La consulenza: «I tumori a Taranto dovuti alle sigarette negli anni ’70» Il ministro dell’Ambiente Andrea Orlando ha deciso di convocarlo nelle prossime ore; la senatrice pd Laura Puppato annuncia che chiederà la sua audizione urgente in Commissione Ambiente; M5S, Verdi, Rifondazione e Idv lo invitano a dimettersi; Nichi Vendola dice che «i suoi argomenti sono inaccettabili» e poi ci sono tutti gli altri, un elenco infinito di interventi per sommergerlo di critiche.
Parliamo di Enrico Bondi, ex amministratore delegato dell’Ilva di Taranto che il governo ha poi nominato commissario straordinario dello stabilimento. La polemica che lo ha travolto ieri parte da una lettera e una memoria spedite ai vertici regionali pugliesi qualche giorno fa. Con la lettera Bondi contesta l’Agenzia per la prevenzione e la protezione dell’ambiente e il suo modo di valutare il danno sanitario prodotto dall’Ilva. «I criteri adottati presentano numerosi profili critici» scrive «sia nell’attendibilità scientifica sia nelle conclusioni raggiunte». E per fare chiarezza su queste contestazioni il commissario straordinario allega la memoria firmata dai consulenti dell’Ilva Paolo Boffetta, Carlo La vecchia, Marcello Lotti e Angelo Moretti.

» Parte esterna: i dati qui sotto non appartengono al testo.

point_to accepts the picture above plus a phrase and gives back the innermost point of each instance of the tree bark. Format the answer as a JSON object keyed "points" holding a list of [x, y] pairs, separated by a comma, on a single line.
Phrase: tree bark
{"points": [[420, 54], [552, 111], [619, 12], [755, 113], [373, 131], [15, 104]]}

Il fatto è che in quel documento che Bondi fa suo (pubblicato ieri dalla Gazzetta del Mezzogiorno e da Il Fatto Quotidiano) ci sono passaggi di sicuro impatto polemico. Il più evidente è nel paragrafo «Commenti». E dice: «I dati di mortalità per tumori nello Studio Sentieri (quello dell’Istituto superiore di sanità, ndr) si riferiscono al periodo 2003-09. L’incidenza e la mortalità per tumori riflette esposizioni che risalgono a un lontano passato. I tumori al polmone hanno una latenza di 30-40 anni e riflettono essenzialmente esposizioni degli anni ’60-’70, o precedenti. A tale proposito è noto che a Taranto, città portuale, la disponibilità di sigarette era in passato più alta rispetto ad altre aree del sud Italia, dove per ragioni economiche il fumo di sigaretta era ridotto fino agli anni ’70. Inoltre tale eccesso era evidente a Taranto anche nei dati di mortalità negli anni Ottanta e Novanta, e non è quindi attribuibile a esposizioni recenti». E ancora: «L’unico tumore che è chiaramente in eccesso a Taranto è il mesotelioma pleurico. La mortalità per tumore è elevata in grandi città portuali e in generale in presenza di grandi impianti industriali in cui l’amianto è stato utilizzato nel passato. L’esposizione rilevante è quella avvenuta 30 o più anni prima dell’insorgenza della patologia». Altro punto finito sotto accusa: le cause del tumore ai polmoni dei tarantini sono da ricercare nel «fumo di tabacco e nell’alcol nonché nella difficoltà nell’accesso a cure mediche e a programmi di screening».
Una sorta di assoluzione dell’Ilva, in sostanza. E indirettamente anche della famiglia di Emilio Riva, patron dello stabilimento che aveva voluto Bondi come amministratore delegato prima del commissariamento. Non a caso nel coro di critiche di ieri più di una voce ha sollevato il «conflitto di interessi» per i due ruoli ricoperti.
«Perché sono tutti in malafede» valuta l’avvocato di Emilio Riva, Marco De Luca. «E poi perché nessuno vuole provare a considerare nemmeno lontanamente che l’Ilva possa non essere così responsabile come crede la magistratura. Basti pensare che nella perizia sulla quale il giudice Todisco ha fatto affidamento per l’incidente probatorio vengono indicati come attribuibili all’Ilva anche i morti per incidenti stradali o per suicidio».